After landing, the operator retrieves the drone, moves to a location with better GPS coverage or richer visual texture for VIO tracking, and relaunches. The mission can be resumed from the point of interruption — Overwatch logs the last completed waypoint, so the operator can generate a new mission covering the remaining area.
Operator Override
At any point during any mission — Core or Orchestrate, single drone or fleet — the operator can: pause the mission (drone holds position), command RTH (orderly return along a safe path), command emergency land (immediate descent at current position), or take manual control via the Parrot FreeFlight controller.
The autonomous system is always subordinate to human command. This is a design principle, not a feature. There is no "fully autonomous" mode that locks out the operator. There is no confirmation dialog that delays an emergency command. The operator presses the button; the drone obeys.

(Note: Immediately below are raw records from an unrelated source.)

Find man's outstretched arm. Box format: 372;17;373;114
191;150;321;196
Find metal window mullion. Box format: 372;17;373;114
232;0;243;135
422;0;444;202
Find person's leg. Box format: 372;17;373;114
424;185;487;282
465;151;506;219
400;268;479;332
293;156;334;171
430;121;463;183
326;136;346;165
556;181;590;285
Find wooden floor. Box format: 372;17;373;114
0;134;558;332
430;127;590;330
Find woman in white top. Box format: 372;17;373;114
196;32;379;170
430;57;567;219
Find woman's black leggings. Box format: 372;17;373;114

The reason is simple: the operator has context that the system does not. Weather changing faster than the IMU can estimate. Bystanders entering the search area. A vessel moving into the flight path. New information from ground teams about the missing person's likely location that changes the search priority. Radio traffic from other aircraft in the area. The system executes the plan; the human decides whether the plan still makes sense.

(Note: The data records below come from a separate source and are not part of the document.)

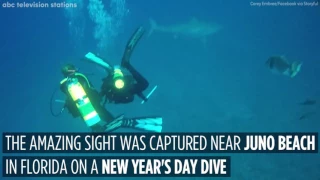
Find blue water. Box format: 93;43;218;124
0;0;320;180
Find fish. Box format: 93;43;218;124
299;99;317;106
148;17;222;40
265;56;302;78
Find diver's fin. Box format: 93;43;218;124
141;86;158;104
105;115;124;132
121;26;144;67
148;18;158;37
136;117;162;125
54;99;66;104
135;124;162;133
290;62;302;78
134;117;162;133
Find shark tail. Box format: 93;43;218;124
291;61;302;78
148;18;158;37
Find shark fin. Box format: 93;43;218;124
291;62;302;78
148;18;158;37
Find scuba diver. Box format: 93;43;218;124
50;64;162;132
86;27;157;105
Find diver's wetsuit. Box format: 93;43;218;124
100;27;149;104
100;64;149;104
60;73;114;131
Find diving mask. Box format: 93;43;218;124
113;67;125;89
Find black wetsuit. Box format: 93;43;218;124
101;27;149;104
60;73;114;131
100;64;149;104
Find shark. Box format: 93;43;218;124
148;17;222;40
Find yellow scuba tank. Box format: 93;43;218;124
66;78;101;127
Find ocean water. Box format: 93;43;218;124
0;0;320;180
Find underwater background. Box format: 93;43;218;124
0;0;320;180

Every operator override is logged with the same fidelity as every autonomous state transition — timestamp, drone position, battery state, active mission phase, and the command issued. Post-mission review can reconstruct exactly when and why the operator intervened.
Transparency Over Perfection
The system does not hide its failures. Every state transition, every threshold breach, every detection — and every frame where the model saw something below the 0.6 confidence threshold — is logged with timestamps, GPS coordinates (when available), and the drone's internal state at that moment.
Post-mission analysis is deterministic. You can reconstruct exactly what the drone did, why it did it, and what it saw. If the drone returned early, the log shows the exact sensor reading that triggered the return and the supervisor state transition that executed it. If a detection was missed, the sub-threshold frames are available for review. If communications were lost, the log shows what the drone did autonomously during the gap.
This transparency is more valuable than perfection. A system that fails visibly and predictably can be trusted. The operator learns its behaviour, understands its limits, and can compensate for its weaknesses. A system that fails silently — that hides edge cases behind retry loops and optimistic status messages — cannot be trusted, because the operator never knows whether the system is working or merely appearing to work.
We chose to build the system that admits what it cannot do. Every limitation documented in this post is a limitation we have observed, measured, and designed a response for. The list will grow as the system encounters new environments and new edge cases. When it does, the response will be the same: define the failure, implement a deterministic response, log everything, and tell the operator the truth.